Samuel Franklin Wilson | |
Birth Date: | 18 April 1845 |
Birth Place: | Sumner County, Tennessee, U.S. |
Death Place: | Knoxville, Tennessee, U.S. |
Occupation: | Jurist, politician |
Party: | Democratic Party |
Signature: | Signature of Samuel Franklin Wilson.png |
Children: | 2 sons, 3 daughters |
Parents: | Samuel Wilson Nancy Moore |
Relatives: | Edgar Bright Wilson (nephew) |
Office1: | Member of the Tennessee Senate |
Term Start1: | 1879 |
Term End1: | 1880 |
Office2: | Member of the Tennessee House of Representatives |
Constituency2: | Sumner County |
Term Start2: | 1877 |
Term End2: | 1879 |
Samuel Franklin Wilson (1845-1923) was an American Confederate veteran, politician and judge.
Samuel Franklin Wilson was born on April 18, 1845, in Sumner County, Tennessee.[1] [2] He was of English descent.[2] During paternal great-great-uncle, Zachary Wilson, was a signatory of the Mecklenburg Declaration of Independence.[2] His father was Samuel Wilson and his mother, Nancy Moore.[2] He had seven siblings.[2]
During the American Civil War of 1861–1865, he served under Colonel William B. Bate and General Edmund Kirby Smith in the Confederate States Army.[2] He lost an arm at the Battle of Chickamauga.[2]
After the war, Wilson graduated from the University of Georgia in 1868.[2] He received a law degree from Cumberland University.[2]
Wilson practised the law in Gallatin, Tennessee.[2]
Wilson was a member of the Democratic Party.[3] He served in the Tennessee House of Representatives from 1877 to 1879, sitting on the judiciary committee.[2] He was elected to the Tennessee Senate in 1879, and served as the chairman of its judiciary committee.[2] He was elected by the "low taxers" to represent Tennessee at the 1880 Democratic National Convention, but he lost to Alvin Hawkins.[3]
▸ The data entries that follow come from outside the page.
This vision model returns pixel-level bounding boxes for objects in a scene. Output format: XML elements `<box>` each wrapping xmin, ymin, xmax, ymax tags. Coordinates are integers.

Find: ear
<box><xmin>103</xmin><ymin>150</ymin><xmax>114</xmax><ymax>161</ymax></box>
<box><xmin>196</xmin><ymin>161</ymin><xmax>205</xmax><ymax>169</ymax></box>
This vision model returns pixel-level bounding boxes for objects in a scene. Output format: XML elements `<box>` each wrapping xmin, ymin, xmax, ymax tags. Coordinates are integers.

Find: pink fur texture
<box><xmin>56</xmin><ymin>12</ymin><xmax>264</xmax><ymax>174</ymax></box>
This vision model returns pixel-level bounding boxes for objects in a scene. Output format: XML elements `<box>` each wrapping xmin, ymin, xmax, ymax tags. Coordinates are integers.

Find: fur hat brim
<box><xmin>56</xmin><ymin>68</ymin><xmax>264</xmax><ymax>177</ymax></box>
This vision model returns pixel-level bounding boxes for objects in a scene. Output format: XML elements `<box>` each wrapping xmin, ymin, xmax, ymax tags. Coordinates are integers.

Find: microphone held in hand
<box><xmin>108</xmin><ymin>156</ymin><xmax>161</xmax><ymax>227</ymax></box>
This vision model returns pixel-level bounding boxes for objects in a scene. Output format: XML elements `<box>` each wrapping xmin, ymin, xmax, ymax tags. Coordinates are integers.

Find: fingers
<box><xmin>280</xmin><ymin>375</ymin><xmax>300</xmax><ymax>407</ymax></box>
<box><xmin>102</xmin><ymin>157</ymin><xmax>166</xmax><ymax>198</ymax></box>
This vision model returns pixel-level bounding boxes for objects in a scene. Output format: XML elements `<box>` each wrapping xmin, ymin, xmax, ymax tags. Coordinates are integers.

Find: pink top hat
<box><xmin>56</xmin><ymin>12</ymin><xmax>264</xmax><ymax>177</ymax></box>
Wilson was appointed as a United States Marshal from 1885 to 1889, under President Grover Cleveland.[3] He served as a Judge on the Tennessee Court of Chancery Appeals from 1895 to 1901.[3]
Wilson married Mary Lytton Bostick on August 19, 1880.[1] [2] They had two sons and three daughters.[2] He died in Knoxville on June 14, 1923.[4]